How to prepare for swapping a NIC using network teaming on a Windows cluster host

hardwarenetwork-teamingnicwindows-clusterwindows-server-2012-r2

Update: I have now performed the upgrade. I used the half-ninja, half-hack solution of plugging in USB-to-Ethernet adapters that I could add to the teams to hold the fort. I plugged in one per team, removed the other affected adapters in the team, shut down Windows, swapped out the card, made sure the USB adapters were in the same USB port and would connect in the same way and booted up. The USB adapters were still there and I was able to restore the team configuration by manually adding the new NICs to the teams.

This solution was first proposed by @Drifter104 in a comment. @shouldbeq931 was the first answer to propose adding another card to sidestep the problem and received the bounty. Both answers were helpful so in fairness I am marking @llorrac's exhaustive top-voted answer as the answer, which pointed out the importance of removing the NICs on the broken card from the teams before swapping it out.

I still don't exactly know what happens when you don't do this or what Microsoft's guidance for swapping out cards are – but that's Microsoft's fault and I appreciate the help I got here.


Original question:
I am administering a Windows Server 2012 R2 cluster running Hyper-V workloads. All cluster nodes have several networks, served by several physical network cards, where Windows Server's NIC teaming is used to team two ports together (the teams never span physical network cards). A port on a physical network card on one of the cluster nodes has recently experienced failure, and that port has been removed from its team and a new physical network card of identical make and model has been ordered.

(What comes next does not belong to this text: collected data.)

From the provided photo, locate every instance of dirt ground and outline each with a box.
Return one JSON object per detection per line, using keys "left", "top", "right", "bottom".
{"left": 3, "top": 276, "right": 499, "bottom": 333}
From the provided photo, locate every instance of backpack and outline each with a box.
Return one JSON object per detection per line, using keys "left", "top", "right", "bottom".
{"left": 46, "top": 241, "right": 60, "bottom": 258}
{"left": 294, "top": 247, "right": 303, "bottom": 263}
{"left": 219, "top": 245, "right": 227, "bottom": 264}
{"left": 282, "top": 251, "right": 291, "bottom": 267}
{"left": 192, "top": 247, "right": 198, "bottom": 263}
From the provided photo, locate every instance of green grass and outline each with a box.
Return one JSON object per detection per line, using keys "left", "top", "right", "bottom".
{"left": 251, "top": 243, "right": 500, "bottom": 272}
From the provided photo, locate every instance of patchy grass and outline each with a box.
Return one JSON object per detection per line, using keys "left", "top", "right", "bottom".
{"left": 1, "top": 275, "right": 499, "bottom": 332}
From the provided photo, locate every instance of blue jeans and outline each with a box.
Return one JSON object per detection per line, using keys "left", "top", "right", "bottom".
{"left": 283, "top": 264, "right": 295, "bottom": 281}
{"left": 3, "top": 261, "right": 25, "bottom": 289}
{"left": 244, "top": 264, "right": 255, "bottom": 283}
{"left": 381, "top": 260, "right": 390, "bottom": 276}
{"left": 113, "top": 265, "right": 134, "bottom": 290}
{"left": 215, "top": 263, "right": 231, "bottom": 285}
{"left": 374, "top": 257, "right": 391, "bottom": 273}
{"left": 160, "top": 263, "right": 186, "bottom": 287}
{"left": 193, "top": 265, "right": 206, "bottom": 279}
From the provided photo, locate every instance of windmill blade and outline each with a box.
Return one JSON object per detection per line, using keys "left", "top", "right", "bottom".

  • If I replace the card as is and plug everything in the same way, will everything be picked back up by the NIC teaming? By cluster networks? The physical network card will be in the same slot and of the same model, but the MAC addresses will clearly be different, and I don't know if the tags that Dell put on the various ports to correlate them (there's an acronym for this but it eludes me) will be available.

  • If not, will I need to tear everything down and reconfigure the teams/cluster networks?

  • Is there any good official guidance or other advice about how to go about this? I haven't found anything, but I don't know quite what to search for. (The closest is this forum thread which is written back when network teaming wasn't provided by Windows Server and someone had to use a hardware solution from the vendor, so Microsoft's response to that situation was "you're on your own".)

Edit: hopefully this question will answer the general question "does stuff break and if so, how can I avoid that", but I realize that more details will be helpful so I am providing them.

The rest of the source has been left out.